Terni, 20 agosto 2017 - Ritmi febbrili, tensione, ansia da prestazione, rancori e invidie. Il cuoco, dicono i ricercatori di Harvard, è diventato uno dei dieci mestieri più stressanti del mondo. E lo stress trasforma le cucine in teatri di guerra. Chef celeberrimi, da Gordon Ramsay a Jamie Oliver, collezionano rivolte e cause di camerieri e aiuti. Joel Robuchon, astro della cucina francese, è stato denunciato da un dipendente per «tirannia». Qualcosa di simile è successo a un celebre stellato milanese. In tante cucine volano piatti, insulti, schiaffoni. E ora perfino rappresaglie a colpi di lassativo.
Gianfranco Vissani, che cosa sta succedendo?
«Troppe ore di lavoro, troppo sfruttamento. Sono pochissimi quelli che accettano un posto dopo aver chiesto quanto si guadagna esattamente. Si buttano e poi vedono. Così finiscono in balìa di chef mercenari, più o meno celebri, che impongono il loro modo arrogante di lavorare e di comandare. Lo impongono anche ai proprietari, che devono far tornare i conti e pagano gli ultimi arrivati solo quando capita».
E quindi?
«Quindi queste persone odiose e mediocri stanno distruggendo tutto, col fattivo aiuto delle guide gastronomiche. Ne riparliamo fra un paio d’anni, vedrete. Si sta annientando un’economia. Ovviamente i giovani sono le prime vittime».
Ovvero?
«Guardano Masterchef, pensano chissà che cosa, mettono il naso in una cucina e solo lì si rendono conto. Sa quanti sono quelli che dopo un giorno non si fanno più vedere? Tanti. Perché non reggono a quell’inferno. Però vorrei aggiungere una cosa su quella storia dei lassativi».
La aggiunga.
«Certi comportamenti non sono sempre imprevedibili. Un cuoco dovrebbe cogliere i segnali di tensione o di conflitto. Avevo un collaboratore che piantava grane e non faceva mai quel che gli chiedevo. L’ho messo alla porta».

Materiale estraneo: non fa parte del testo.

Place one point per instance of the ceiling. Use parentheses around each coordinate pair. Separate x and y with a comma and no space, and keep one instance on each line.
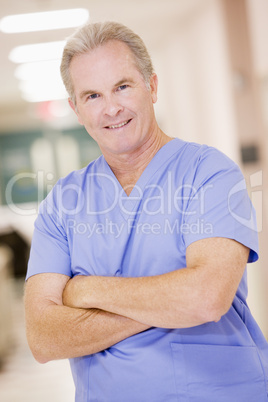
(154,20)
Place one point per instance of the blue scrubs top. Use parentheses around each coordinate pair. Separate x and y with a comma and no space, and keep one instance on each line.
(88,226)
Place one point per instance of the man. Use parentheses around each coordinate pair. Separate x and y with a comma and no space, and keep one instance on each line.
(137,268)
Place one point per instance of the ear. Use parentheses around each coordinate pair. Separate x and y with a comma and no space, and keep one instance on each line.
(153,87)
(75,110)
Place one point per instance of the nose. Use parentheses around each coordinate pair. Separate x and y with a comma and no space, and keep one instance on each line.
(112,106)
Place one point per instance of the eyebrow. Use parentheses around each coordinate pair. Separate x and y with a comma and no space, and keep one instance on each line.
(92,91)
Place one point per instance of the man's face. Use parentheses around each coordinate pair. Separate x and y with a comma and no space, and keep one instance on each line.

Cannavacciuolo racconta di quando tornava a casa, a 13 anni, con le spalle e le braccia blu per le mazzate che gli rifilava lo chef. Lei mena?
«No. Una volta sono stato menato. Anni Sessanta, ero in cucina a Villa Miani a Roma, per un pranzo molto ufficiale. Era avanzata una mousse e il maître mi disse che potevo mangiarmela. La feci fuori in due bocconi. Subito dopo, il premier finlandese ne chiese un’altra. Lo chef venne da me e mi sferrò un cazzottone sul petto. Ma che c’entravo io? Semmai doveva licenziare il maître».
Ne ha presi altri?
«No. Però la gavetta io l’ho fatta davvero. In cucina a Villa Madama il mio compito era spalare carbone tutto il giorno. Arrivavo a sera con le gambe che restavano nere anche lavandole. Pensavo di essere malato».
La gavetta l’hanno fatta anche tanti altri chef famosi.
«Quelli famosi oggi? Lasciamo stare».
Che cosa direbbe a un giovane che si è messo in testa di fare il cuoco?
«Che non è tutto oro quello che luccica, ovviamente. Ci vogliono una lunga gavetta, un titolo di studio, un buon inglese parlato. E poi bisogna entrare in cucina con intelligenza e cautela».
Facile a dirsi. Ma se lei non fosse un cuoco famoso e suo figlio scegliesse quel mestiere, ne sarebbe contento?
«No. Oggi il sacrificio richiesto è enorme, troppo grande».